Hand-held features include a pastrami sandwich, catch of the day and a smash burger that looks as though it could be among the best burgers in Grand Rapids. The $22 lobster roll can be ordered Maine style or Connecticut style.

The Corner Bar aspect of the name really shows off with the restaurant’s happy hour, which is 2-5 p.m. weekdays, during which wine and beer are half off and cocktails are $2 cheaper, bringing them to $12. Food during the special time includes $2 oysters on the half shell, $9 whitefish dip and $12 peel-and-eat shrimp.

The drinks are a creative way the restaurant taps into the ocean theme. The beers are well curated to go with the seafood and generally priced reasonably, especially the Sierra Nevada Pale Ale’s $3.25 price tag.

“We have fun cocktails, some tart, some sweet, great beer and wine, pairs really well with everything on the menu,” Schneider said. “We took a lot of inspiration from everywhere.”

Lunch also seems like a good time to frequent Beacon Corner Bar, with a great selection of features coming in around $14, including an oyster po’ boy, fried perch sandwich, and a sausage and pepper hoagie.

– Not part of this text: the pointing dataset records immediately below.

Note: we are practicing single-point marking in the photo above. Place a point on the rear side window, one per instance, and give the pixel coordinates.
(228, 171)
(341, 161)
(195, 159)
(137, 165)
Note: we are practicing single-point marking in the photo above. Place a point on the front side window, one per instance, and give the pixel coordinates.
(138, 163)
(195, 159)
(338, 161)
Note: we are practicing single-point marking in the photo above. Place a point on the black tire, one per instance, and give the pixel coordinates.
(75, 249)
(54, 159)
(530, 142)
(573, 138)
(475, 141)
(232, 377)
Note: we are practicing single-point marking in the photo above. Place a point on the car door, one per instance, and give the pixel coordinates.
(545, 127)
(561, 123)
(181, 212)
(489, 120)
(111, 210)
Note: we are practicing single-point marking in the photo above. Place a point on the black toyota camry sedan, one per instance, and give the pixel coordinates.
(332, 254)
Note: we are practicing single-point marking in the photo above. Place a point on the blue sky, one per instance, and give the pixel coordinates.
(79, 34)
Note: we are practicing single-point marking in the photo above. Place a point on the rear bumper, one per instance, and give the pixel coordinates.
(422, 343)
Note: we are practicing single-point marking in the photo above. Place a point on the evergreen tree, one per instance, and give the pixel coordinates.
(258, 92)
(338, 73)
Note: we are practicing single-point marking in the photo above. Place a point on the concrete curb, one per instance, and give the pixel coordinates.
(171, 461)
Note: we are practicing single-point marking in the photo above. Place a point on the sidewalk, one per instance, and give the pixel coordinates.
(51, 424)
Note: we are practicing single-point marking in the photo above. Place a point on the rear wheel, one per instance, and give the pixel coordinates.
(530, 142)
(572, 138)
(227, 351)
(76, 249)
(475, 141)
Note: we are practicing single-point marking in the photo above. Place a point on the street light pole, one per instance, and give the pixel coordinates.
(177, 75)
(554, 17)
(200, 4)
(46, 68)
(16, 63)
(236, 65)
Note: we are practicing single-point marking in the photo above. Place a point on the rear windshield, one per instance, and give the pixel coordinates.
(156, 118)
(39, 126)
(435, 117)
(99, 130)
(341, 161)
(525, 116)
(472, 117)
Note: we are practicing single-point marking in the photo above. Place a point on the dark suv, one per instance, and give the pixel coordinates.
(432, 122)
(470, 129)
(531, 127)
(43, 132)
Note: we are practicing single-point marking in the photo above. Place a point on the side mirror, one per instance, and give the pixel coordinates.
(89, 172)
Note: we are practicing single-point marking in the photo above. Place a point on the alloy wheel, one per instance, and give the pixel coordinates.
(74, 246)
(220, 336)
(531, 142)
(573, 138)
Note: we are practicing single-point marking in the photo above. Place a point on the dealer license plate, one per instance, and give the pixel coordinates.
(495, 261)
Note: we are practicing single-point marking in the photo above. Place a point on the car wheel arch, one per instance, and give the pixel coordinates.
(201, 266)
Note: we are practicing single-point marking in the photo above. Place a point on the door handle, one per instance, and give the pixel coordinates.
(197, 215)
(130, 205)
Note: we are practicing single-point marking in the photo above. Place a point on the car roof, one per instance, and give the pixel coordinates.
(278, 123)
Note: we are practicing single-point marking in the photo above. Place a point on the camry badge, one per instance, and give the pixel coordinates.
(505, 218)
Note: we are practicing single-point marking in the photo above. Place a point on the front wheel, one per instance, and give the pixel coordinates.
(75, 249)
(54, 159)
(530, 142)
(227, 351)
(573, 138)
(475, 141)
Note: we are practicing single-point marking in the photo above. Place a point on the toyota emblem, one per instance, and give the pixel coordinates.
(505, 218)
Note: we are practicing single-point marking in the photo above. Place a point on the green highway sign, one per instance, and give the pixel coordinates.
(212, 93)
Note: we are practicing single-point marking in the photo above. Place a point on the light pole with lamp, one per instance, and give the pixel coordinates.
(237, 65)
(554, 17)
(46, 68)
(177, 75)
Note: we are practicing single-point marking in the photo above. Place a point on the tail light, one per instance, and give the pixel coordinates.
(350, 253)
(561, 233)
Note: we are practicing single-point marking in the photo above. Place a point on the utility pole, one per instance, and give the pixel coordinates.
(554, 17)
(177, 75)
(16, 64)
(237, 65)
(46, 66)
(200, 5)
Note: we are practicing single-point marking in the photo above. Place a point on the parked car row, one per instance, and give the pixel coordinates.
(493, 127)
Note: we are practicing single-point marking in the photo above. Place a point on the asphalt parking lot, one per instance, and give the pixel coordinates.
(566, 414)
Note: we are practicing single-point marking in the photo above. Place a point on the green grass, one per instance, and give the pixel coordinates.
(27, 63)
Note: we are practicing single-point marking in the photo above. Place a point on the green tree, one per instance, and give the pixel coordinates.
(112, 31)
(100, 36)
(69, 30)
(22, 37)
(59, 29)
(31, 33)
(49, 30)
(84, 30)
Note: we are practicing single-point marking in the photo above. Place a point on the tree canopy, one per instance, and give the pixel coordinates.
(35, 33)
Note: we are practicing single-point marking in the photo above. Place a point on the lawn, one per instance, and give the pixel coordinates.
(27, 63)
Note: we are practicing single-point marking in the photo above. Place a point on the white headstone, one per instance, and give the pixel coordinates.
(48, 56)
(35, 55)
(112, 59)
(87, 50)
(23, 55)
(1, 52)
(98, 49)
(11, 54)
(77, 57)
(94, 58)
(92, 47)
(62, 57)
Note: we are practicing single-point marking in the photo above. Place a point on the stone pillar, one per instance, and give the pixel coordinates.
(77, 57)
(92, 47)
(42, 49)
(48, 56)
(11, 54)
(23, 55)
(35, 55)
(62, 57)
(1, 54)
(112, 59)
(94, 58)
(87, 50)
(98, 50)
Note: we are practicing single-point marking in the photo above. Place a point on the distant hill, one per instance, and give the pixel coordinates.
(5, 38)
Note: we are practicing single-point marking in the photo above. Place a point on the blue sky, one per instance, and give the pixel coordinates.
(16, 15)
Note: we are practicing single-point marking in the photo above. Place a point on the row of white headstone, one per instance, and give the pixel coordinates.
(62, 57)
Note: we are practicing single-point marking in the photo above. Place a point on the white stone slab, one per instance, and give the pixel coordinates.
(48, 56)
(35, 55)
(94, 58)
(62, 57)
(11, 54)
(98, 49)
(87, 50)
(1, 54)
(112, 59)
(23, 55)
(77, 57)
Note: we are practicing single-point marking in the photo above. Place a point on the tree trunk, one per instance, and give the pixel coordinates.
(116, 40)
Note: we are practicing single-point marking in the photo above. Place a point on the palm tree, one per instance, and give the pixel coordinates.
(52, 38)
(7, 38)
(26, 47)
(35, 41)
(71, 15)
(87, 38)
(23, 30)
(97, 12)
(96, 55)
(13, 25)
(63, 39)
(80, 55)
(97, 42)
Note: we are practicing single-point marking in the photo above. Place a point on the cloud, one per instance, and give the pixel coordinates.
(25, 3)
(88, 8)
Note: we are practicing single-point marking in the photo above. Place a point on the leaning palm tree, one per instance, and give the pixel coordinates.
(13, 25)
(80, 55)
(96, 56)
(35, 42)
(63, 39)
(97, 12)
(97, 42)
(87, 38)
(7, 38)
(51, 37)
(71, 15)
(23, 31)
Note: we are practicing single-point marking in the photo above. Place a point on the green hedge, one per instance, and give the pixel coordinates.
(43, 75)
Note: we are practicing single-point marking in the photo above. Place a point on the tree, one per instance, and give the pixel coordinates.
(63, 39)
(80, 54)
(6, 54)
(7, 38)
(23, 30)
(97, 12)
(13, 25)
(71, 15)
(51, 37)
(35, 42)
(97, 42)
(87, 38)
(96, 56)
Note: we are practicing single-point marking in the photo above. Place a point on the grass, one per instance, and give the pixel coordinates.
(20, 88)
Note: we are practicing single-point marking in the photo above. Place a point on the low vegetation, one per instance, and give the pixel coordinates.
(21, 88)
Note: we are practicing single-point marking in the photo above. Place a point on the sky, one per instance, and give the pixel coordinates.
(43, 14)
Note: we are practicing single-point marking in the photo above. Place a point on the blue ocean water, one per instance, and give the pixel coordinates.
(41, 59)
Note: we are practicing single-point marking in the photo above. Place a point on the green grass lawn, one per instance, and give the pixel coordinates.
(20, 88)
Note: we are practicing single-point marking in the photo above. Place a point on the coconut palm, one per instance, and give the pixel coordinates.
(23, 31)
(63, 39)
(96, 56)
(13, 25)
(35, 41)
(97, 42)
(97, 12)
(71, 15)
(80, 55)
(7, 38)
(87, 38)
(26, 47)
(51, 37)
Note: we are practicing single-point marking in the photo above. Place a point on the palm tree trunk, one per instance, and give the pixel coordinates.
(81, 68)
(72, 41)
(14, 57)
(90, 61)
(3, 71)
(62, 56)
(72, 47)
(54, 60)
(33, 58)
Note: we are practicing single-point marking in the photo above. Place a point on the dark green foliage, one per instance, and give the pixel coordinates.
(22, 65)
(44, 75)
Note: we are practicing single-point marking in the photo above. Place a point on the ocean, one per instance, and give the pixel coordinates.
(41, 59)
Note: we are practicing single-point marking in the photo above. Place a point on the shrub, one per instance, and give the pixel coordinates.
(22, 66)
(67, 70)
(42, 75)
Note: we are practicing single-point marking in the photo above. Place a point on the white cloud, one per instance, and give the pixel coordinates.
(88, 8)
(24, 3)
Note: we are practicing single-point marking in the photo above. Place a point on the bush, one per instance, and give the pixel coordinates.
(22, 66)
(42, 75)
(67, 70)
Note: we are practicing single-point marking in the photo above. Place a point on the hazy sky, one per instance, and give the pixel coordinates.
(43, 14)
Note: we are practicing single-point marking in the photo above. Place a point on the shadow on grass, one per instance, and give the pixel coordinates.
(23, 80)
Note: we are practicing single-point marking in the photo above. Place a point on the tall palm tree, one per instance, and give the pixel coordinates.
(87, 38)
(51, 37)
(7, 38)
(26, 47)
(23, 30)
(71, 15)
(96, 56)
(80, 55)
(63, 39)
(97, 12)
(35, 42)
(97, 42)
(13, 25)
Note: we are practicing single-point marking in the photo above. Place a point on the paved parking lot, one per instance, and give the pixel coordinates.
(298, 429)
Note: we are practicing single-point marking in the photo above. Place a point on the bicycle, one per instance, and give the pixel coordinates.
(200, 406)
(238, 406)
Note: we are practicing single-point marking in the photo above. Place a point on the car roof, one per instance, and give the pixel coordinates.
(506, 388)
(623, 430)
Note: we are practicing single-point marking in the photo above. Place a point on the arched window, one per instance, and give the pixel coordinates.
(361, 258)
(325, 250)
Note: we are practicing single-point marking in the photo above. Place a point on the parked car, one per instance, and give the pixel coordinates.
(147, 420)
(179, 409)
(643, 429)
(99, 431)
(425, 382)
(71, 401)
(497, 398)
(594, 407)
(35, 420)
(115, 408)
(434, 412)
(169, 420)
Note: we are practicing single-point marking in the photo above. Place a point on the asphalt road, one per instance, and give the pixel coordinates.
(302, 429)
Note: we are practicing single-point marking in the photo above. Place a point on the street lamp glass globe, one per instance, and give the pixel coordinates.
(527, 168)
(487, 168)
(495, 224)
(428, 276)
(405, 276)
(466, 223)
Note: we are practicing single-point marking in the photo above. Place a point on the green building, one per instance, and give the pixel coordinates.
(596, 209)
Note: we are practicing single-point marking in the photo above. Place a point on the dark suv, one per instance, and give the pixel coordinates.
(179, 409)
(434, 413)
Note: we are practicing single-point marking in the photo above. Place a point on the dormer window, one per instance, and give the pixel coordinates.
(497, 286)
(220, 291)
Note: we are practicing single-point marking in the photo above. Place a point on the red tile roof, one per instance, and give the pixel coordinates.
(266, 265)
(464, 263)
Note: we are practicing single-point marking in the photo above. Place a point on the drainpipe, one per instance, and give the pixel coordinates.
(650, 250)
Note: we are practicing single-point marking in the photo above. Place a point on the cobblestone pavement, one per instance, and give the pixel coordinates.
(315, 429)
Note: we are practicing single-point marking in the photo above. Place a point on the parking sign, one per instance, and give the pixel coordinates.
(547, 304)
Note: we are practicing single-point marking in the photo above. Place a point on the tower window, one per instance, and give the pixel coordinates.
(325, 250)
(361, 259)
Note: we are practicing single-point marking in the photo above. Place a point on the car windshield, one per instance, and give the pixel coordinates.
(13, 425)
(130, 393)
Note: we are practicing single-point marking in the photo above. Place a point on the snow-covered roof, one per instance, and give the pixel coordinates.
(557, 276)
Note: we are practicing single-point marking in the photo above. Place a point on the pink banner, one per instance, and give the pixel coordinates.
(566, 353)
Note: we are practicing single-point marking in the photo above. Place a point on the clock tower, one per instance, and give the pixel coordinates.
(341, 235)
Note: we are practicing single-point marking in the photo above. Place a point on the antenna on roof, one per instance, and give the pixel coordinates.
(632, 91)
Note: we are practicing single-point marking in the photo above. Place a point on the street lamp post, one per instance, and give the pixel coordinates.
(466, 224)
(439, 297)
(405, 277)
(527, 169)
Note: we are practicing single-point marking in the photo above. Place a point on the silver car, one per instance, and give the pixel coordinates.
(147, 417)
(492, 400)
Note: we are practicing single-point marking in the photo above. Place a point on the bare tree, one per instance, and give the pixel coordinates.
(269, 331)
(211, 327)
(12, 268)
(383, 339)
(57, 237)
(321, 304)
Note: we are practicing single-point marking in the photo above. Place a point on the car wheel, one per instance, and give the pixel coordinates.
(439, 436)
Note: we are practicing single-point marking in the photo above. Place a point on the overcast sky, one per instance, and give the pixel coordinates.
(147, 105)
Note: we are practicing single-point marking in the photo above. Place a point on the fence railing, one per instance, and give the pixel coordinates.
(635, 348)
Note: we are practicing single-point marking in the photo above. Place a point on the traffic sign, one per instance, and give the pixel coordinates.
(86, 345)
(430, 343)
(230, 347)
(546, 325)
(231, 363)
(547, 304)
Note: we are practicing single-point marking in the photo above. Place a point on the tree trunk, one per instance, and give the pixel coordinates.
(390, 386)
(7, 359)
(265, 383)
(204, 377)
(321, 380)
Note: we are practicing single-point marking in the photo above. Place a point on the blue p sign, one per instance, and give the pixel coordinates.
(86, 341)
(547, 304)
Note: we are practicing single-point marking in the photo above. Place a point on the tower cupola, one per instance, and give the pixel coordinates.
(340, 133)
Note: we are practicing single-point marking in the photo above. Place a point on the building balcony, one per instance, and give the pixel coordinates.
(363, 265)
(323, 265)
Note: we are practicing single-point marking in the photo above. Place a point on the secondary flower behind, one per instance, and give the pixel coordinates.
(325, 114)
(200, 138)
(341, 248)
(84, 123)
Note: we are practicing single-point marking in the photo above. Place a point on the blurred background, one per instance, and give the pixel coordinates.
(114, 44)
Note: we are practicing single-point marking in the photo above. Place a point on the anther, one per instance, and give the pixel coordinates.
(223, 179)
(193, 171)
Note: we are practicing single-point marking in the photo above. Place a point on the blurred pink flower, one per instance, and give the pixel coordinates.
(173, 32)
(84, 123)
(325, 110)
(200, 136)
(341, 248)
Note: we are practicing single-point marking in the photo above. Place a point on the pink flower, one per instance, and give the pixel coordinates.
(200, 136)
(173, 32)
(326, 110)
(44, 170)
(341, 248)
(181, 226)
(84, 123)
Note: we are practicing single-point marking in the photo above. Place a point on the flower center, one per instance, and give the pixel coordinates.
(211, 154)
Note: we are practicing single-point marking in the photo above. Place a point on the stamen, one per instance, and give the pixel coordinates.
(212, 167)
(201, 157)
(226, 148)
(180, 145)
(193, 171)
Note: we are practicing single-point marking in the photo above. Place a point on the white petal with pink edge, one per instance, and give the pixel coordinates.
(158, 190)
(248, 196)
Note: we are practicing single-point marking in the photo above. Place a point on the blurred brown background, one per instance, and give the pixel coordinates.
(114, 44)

An interesting component of building the menu was figuring out how to get products to Michigan (certainly a key piece to the high price on the boil). One quirk Schneider pointed out while discussing fresh seafood products beyond figuring out the seasonality was live crawfish. They cannot be shipped into Michigan live because they are so invasive and there is a Department of Natural Resources rule against it.

Beacon Corner Bar is still in its first several months of operation, so it’s ironing out the kinks. The concept is top-notch, particularly to fill a niche of seafood — especially the casual type — downtown. Unfortunately, it’s insanely hard to pull off what Beacon set out to do at an approachable price.